I don't know if anyone ever tried to mount a cinematic adaptation of Ram Dass' Be Here Now. If they did it's probably buried as an over-arty relic of '70s counterculture. But as well-known as he was, his intellectual successor Eckhard Tolle blows him out of the water when it comes to self-promotion. His first book, The Power of Now, got the attention of Oprah Winfrey, and now Tolle is the "spiritual" equivalent of Drs. Oz and Phil.
He also took a page from glurge-masters Chicken Soup for the Soul: spinoffs can repackage the same product for wider and wider audiences. And so he wrote a children's book. Milton's Secret: An Adventure of Discovery through Then, When, and The Power of Now repeats Tolle's platitudes for a younger audience, placing them into a narrative context surely familiar to well-off suburban white pre-teens.
And in a narrative form it's a lot more amenable to be turned into a movie, courtesy of Celestine Prophecy screenwriter Barnet Bain. The result is Milton's Secret, with a tagline making clear what you're in for: "Be Here. Now." It's every bit as smarmy and self-serious as any of the evangelical movies that have been coming out in greater and greater numbers lately, but the well-meaning relative who pushes it on you more likely leaves their television on OWN than CBN.
Milton Adams (William Ainscough) is eleven. His parents, realtor Jane and stockbroker Bill (Mia Kirshner and David Sutcliffe), are having financial troubles, and worry about losing their house. It's a lavishly appointed modernist number that's easily twice the size of their neighbors' bungalows, but I'm sure it feels very stressful to them anyway. And his neighbor, Carter (Percy Hynes White), is bullying him at school. Life is just awful for Milton.
Enter Grandpa Howard (Donald Sutherland). He was stricter when raising Jane, but in the five years since his wife died he's mellowed out a bit. You can tell because he gets a needle-drop soundtrack heavy on the Donovan songs, quite rightly. He's dating his Zumba instructor now, and when he sets to work fixing up the backyard it's probably the subtlest aspect of the whole movie.
I admit, there is a kernel of value in Tolle's philosophy. We do stress ourselves out more than is healthy, and could probably do with some calm reflection and centering. As I've seen it better put, we need to learn how to choose what to pay attention to.
Unfortunately, paying attention to the here-and-now rather than dwelling in the past and the future can only help reduce our stress. It's all but useless when it comes to actually solving problems. Bill learns -- or remembers, I'm sure Tolle would say -- that the wines he bought before the downturn aren't that important, and selling them can help make the more important house payment, but it's just a stopgap that doesn't fix the real underlying problems.
And as usual for self-help gurus, the advice is entirely self-centered.

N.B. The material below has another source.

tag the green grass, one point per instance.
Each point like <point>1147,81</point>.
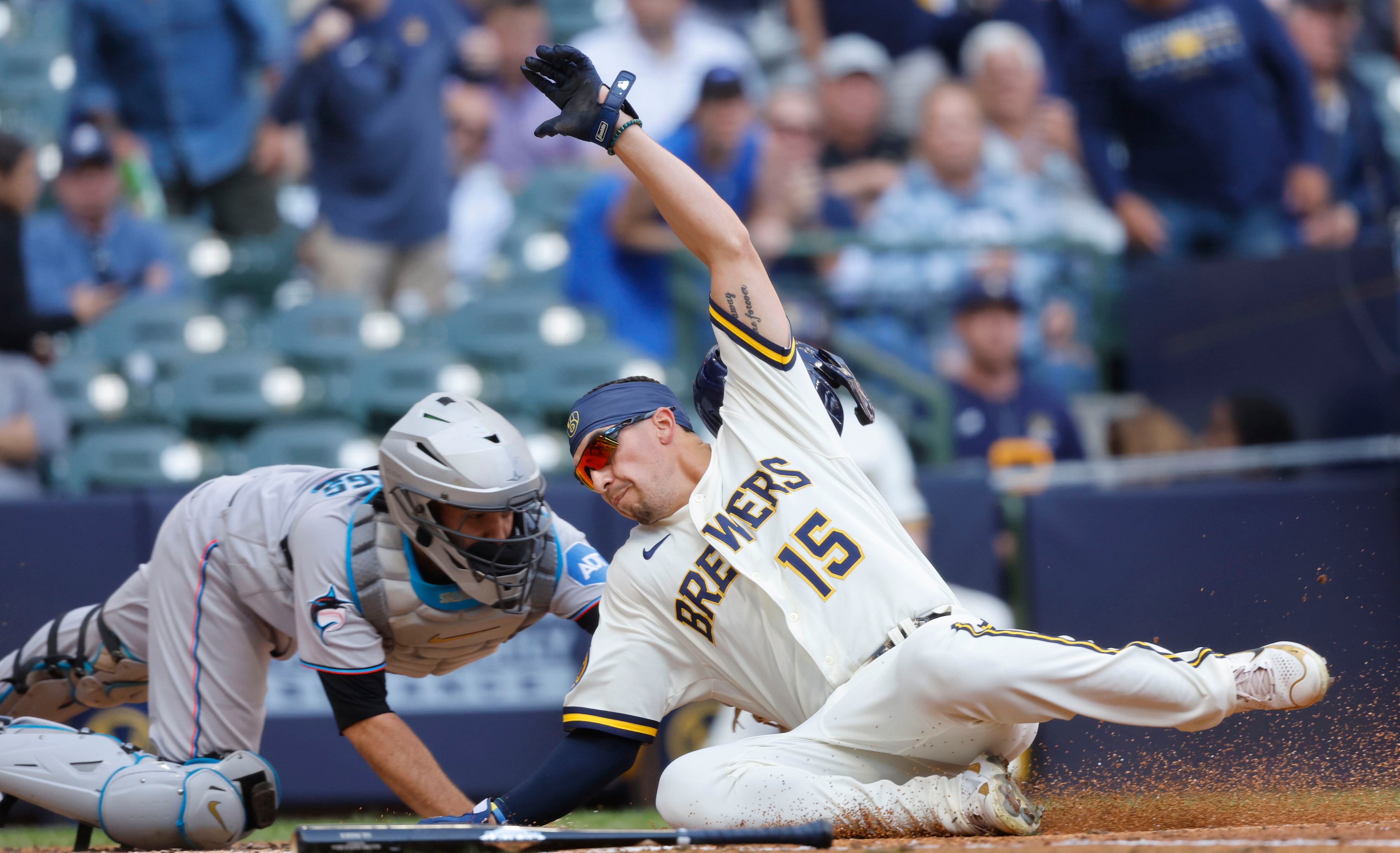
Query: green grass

Milton learns to have compassion for his bully, who is just as scared himself, and is acting out because of his miserable home life. But that compassion just goes towards bearing his own situation. It doesn't extend to, say, hearing Carter's cry for help and intervening between him and his abusive father.
"Being here now" is antithetical to the idea of concern for other people, separate from us in space or time. Taken on its face, it precludes real compassion, and the sort of unselfish perspective that allows a truly healthy relationship between ourselves and the world around us. It is, in the end, a form of cowardice and xenophobia.
I'm sure that Tolle and his fan-base would say that it's not meant to be taken that literally, but that just undercuts the whole project further. It's a facile slogan, meant to make an audience feel good so long as they don't bother to actually think about it very much. A syrupy-sweet candy that will only lead to tooth decay and stomachaches if not used very sparingly.